2.7. Markers of defense system
GPx were analysed by using a Glutathione Peroxidase Assay Kit (catalog no. 703102; Cayman Chemical Co., Ann Arbor, Michigan, USA) according to the manufacturer’s instruction. The CAT assay kit was obtained from Cayman Chemical (catalog no. 707002, Cayman Chemical Co., Ann Arbor, Michigan, USA) and the assays were conducted according to their instructions. The kit consists of assay buffer, sample buffer, formaldehyde standard, catalase, potassium hydroxide, methanol, hydrogen peroxide, purpald, and potassium periodate. After reaction of the enzyme with methanol in the presence of H2O2, formaldehyde is produced, and is measured by a spectrophotometric method with 4-amino-3-hydrazino-5-mercapto-1,2,4-triazole as the chromogen. Purpald forms a bicyclic heterocycle with aldehydes, and this complex changes from colorless to purple upon oxidation.

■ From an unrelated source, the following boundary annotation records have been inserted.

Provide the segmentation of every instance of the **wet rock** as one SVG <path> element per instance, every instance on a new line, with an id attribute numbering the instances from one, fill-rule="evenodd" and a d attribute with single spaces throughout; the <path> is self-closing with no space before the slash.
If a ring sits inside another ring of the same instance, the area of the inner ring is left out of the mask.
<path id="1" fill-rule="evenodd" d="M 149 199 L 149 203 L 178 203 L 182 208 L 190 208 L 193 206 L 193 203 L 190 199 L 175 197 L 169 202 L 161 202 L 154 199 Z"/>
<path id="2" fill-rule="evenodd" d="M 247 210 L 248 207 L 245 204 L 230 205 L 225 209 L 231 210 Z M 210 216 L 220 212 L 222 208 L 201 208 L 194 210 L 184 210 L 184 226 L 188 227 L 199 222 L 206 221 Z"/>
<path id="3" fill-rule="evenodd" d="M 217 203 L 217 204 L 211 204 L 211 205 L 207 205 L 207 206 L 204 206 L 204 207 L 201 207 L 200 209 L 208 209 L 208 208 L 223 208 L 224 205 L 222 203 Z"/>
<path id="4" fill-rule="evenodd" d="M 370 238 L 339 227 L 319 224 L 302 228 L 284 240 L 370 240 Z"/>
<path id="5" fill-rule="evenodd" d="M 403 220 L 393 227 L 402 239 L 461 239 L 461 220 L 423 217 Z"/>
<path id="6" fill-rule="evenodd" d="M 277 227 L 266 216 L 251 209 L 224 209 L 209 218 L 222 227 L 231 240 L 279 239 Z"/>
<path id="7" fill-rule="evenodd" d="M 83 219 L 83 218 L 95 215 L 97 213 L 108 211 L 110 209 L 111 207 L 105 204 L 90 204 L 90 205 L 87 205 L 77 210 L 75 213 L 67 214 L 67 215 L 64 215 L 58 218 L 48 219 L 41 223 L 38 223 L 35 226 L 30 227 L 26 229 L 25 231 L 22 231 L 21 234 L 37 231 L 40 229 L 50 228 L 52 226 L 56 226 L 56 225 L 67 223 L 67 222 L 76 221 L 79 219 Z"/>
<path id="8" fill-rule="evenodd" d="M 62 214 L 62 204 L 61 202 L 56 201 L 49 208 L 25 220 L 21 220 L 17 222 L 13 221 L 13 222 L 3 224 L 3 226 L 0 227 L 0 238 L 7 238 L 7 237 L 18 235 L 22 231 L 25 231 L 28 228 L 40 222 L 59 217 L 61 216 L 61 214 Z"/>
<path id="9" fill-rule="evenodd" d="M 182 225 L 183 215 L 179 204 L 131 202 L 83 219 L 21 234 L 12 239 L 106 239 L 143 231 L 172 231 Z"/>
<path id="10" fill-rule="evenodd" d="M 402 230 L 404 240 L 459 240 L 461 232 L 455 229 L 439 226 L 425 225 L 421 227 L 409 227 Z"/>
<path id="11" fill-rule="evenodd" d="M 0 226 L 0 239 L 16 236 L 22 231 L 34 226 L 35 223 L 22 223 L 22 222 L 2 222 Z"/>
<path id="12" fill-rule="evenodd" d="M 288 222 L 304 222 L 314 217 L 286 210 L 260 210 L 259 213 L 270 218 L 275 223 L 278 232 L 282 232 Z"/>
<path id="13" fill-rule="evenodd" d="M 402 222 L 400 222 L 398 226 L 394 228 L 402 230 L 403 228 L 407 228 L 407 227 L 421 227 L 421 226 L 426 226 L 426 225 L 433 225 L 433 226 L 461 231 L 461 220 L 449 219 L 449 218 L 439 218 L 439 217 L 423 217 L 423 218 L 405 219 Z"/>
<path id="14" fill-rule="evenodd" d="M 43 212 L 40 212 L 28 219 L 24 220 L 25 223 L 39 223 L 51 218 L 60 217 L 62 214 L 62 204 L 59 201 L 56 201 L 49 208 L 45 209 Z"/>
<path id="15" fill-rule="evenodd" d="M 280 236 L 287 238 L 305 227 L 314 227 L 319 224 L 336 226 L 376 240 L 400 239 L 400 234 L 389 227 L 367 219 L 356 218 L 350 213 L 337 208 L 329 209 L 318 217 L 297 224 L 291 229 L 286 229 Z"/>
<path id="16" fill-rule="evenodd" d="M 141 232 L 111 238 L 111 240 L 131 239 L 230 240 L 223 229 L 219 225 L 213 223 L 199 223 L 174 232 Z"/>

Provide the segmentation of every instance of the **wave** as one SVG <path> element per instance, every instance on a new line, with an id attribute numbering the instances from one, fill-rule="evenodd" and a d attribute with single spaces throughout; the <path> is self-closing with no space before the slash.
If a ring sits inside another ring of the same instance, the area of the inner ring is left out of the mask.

Serum GLU level was measured with Shimadzu UV/Vis 1208 spectrophotometer using commercially available kits (Eastbiopharm Co., Ltd, China).
2.8. Statistical analyses
Descriptive statistics (mean ± standard deviation [SD]) for each of the variables were calculated. The distribution of each variable was examined using the Shapiro-Wilk test. To determine the effect of RE on oxidative stress changes a 2 (time) × 2 (group) ANOVA was applied. When a significant F value was achieved, Bonfferoniʼs post-hoc procedures were performed to identify the pairwise differences between the means. Effect sizes (ESs) were calculated using Cohenʼs d. Threshold values for assessing magnitudes of ES were 0.2, 0.6, 1.2 and 2.0 for small, moderate, large and very large, respectively [24]. The level of significance was set at p ≤ 0.05.
3. Results
There was a significant difference between groups at baseline in oxidative stress biomarkers (i.e., 8-OHdG, p = 0.005 and MDA, p = 0.004) and antioxidant defense system (GPx, p = 0.007). The RE induced a significant change in oxidative stress biomarker levels for the AAS and NAAS groups (p < 0.05). The AAS group also indicated significant differences compare to NAAS group in 8-OHdG (p = 0.02) and MDA (p = 0.05) at post exercise. Both the experimental groups showed significant elevations in antioxidant defense systems after high-intensity RE (p < 0.05). However, no significant group by time interaction effects were observed in the GPx (p = 0.09), NO (p = 0.41), and CAT (p = 0.89). GLU level significantly increased after resistance exercise compared to the pre-exercise level for both the groups (p = 0.001). However, no significant group by time interaction effect was observed for the elevation of GLU level (p = 0.7) (Table 3).
Table 3.
Oxidative stress and antioxidant changes before and after resistance exercise.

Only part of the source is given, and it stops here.